If you’re building a Shopify accessibility program, keep these three documents separate. The statement talks to customers, the policy guides your team, and the remediation log proves the work happened.

The short version

  • Accessibility statement = public promise and contact path
  • Accessibility policy = internal operating rules
  • Remediation log = evidence of what you found and fixed

If you mix them together, the result gets blurry fast. The statement becomes too technical, the policy becomes marketing copy, and the remediation log becomes a junk drawer.

Accessibility statement

This is the page a customer can read.

It should say:

  • what standard you are working toward
  • what parts of the store are covered
  • how customers can report a problem
  • when the page was last updated

A statement should be plain and helpful. It should not read like a legal memo.

Accessibility policy

This is the internal rulebook.

It answers questions like:

  • who owns fixes
  • when you re-scan
  • what happens when an app changes the storefront
  • how exceptions are approved
  • where evidence lives

A policy helps the team do the same thing every time. That matters more than sounding impressive.

Remediation log

This is the proof trail.

A remediation log usually includes:

  • the page or template affected
  • the issue found
  • the WCAG criterion involved
  • who fixed it
  • when it was fixed
  • what evidence shows the issue is gone

This is the document you want when someone asks, “What did you actually do?”

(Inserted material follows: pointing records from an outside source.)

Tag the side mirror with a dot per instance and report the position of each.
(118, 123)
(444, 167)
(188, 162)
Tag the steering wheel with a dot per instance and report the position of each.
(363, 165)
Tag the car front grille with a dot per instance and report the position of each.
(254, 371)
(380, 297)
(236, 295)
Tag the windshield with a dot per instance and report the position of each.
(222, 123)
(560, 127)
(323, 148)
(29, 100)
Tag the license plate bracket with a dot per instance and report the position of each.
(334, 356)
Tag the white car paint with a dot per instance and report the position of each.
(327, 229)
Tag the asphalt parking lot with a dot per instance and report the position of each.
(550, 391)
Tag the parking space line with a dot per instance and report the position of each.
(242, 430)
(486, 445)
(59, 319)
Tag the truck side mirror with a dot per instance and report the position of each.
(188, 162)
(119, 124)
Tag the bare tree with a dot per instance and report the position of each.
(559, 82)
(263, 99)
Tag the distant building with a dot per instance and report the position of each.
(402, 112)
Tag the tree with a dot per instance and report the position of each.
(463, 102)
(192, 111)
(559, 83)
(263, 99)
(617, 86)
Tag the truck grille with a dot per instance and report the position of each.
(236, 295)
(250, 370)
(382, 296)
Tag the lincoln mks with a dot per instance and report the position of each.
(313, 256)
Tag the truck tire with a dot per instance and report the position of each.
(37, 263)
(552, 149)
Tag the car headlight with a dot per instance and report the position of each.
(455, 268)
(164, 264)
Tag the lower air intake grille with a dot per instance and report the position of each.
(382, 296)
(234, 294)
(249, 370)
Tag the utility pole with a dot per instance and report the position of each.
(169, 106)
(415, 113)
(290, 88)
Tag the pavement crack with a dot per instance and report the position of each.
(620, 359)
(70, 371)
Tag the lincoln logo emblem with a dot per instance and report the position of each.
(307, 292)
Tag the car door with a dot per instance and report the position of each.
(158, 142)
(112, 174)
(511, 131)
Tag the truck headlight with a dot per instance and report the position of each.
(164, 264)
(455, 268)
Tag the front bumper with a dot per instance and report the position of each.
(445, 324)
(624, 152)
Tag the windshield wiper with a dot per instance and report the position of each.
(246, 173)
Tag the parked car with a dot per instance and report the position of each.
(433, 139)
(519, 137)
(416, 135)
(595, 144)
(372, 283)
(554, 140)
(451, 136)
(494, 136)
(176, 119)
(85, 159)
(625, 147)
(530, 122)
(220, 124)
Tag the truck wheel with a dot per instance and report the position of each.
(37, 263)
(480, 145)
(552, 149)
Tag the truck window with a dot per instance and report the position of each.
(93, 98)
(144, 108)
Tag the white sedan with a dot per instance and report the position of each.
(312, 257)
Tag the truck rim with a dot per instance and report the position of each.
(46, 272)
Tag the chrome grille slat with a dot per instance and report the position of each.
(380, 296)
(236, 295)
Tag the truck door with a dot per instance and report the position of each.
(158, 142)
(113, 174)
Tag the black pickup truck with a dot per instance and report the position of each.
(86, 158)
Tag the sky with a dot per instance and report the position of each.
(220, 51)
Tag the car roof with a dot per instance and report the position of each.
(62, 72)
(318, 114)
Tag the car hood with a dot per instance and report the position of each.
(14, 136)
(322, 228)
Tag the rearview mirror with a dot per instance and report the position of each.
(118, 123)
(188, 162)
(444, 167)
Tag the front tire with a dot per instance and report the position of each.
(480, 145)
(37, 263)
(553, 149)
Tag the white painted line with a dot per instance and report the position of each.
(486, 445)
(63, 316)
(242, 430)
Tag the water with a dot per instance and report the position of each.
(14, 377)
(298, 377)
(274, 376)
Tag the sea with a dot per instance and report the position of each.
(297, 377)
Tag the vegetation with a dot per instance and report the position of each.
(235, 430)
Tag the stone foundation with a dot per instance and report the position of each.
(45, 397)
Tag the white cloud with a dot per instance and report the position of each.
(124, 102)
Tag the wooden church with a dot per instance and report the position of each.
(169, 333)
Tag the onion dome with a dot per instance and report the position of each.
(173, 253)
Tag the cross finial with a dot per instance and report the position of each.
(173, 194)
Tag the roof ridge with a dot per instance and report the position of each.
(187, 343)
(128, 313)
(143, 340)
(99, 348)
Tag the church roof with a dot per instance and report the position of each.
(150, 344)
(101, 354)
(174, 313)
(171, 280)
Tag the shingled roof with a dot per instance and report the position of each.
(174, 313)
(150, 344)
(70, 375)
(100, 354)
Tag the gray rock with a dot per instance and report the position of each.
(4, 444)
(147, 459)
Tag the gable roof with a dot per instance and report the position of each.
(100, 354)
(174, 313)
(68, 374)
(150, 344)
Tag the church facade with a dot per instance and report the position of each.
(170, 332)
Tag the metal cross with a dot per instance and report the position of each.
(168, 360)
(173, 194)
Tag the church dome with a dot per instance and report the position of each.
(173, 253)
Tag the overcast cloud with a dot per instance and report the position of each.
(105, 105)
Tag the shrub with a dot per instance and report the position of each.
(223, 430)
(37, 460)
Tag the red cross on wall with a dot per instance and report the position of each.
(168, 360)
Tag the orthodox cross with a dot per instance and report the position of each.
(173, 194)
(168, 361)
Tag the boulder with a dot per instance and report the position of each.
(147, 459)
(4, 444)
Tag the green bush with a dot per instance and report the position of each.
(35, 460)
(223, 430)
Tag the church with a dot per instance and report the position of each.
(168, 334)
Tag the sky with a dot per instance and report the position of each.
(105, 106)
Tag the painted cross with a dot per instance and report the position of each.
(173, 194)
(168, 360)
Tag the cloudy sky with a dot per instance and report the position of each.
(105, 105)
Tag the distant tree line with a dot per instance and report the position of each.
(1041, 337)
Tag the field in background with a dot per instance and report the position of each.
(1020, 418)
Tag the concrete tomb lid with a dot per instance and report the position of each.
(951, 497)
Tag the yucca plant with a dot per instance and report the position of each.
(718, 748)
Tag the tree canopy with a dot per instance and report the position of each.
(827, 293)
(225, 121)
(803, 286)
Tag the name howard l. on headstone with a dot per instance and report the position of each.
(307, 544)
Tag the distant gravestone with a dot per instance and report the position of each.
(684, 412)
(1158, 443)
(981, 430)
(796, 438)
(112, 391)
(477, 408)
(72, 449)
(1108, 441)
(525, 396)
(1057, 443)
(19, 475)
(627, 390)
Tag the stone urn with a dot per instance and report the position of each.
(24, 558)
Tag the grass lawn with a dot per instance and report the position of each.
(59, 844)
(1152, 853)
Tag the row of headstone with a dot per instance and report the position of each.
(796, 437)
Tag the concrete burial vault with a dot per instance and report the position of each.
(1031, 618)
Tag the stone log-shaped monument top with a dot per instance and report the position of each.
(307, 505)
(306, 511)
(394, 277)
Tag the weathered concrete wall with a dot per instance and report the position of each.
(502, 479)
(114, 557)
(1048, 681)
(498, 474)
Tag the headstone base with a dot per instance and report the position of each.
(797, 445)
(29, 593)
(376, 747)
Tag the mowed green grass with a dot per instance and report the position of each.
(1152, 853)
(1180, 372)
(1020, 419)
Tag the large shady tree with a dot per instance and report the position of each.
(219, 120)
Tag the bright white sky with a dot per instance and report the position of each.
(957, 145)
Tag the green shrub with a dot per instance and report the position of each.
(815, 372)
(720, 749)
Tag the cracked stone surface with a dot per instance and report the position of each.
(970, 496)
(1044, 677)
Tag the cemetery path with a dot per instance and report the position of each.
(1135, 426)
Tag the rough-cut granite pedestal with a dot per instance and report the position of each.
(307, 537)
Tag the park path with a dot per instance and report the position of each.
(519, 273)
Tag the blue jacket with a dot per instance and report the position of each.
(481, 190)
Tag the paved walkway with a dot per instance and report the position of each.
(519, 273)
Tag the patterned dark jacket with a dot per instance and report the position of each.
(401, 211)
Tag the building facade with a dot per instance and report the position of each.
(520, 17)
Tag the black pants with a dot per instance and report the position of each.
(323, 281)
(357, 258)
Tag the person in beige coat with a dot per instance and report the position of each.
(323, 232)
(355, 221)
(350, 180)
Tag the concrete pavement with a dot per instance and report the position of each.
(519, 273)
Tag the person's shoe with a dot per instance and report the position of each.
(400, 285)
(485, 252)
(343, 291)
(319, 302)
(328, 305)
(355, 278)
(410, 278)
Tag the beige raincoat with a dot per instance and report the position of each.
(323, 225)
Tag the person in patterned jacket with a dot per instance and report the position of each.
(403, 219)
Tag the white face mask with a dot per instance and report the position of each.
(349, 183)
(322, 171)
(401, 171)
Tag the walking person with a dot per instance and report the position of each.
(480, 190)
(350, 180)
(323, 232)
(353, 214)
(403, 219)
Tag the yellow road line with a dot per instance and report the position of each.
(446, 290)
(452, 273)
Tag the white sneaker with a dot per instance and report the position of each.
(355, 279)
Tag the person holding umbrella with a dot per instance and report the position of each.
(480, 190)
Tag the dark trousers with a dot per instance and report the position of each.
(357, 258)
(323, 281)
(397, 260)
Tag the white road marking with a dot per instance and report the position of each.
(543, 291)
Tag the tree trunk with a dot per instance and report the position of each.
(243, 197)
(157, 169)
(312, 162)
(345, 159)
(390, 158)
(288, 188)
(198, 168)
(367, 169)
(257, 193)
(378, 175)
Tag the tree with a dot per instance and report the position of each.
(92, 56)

What each one should not do

  • The statement should not hold your whole process
  • The policy should not become customer-facing marketing
  • The remediation log should not be hidden in a random spreadsheet with no owner

Example setup for a Shopify store

A clean setup looks like this:

  • Footer link to the accessibility statement
  • Internal policy in your team docs
  • Remediation log in your project tracker or audit folder
  • Monthly scan export attached to each log entry

That gives you something you can maintain without turning it into paperwork theater.

Common mistakes

  • Publishing only a statement and calling it done
  • Writing a policy nobody can find or use
  • Logging issues but never closing the loop
  • Putting the same paragraph in all three documents

Quick FAQs

The accessibility statement usually lives in the footer because customers need a simple way to find it.

Which one should stay internal?

The accessibility policy should usually stay internal. It is the operating rulebook for your team.

What belongs in a remediation log?

Each entry should capture the issue, the page or template, the WCAG criterion, the owner, the fix, the date, and the evidence that the issue is gone.

Bottom line

If you want the simplest rule, use this: the statement talks to customers, the policy guides your team, and the remediation log proves the work happened.

If you want the implementation sequence behind those documents, start with the audit, write the policy, then keep the remediation log current after each fix.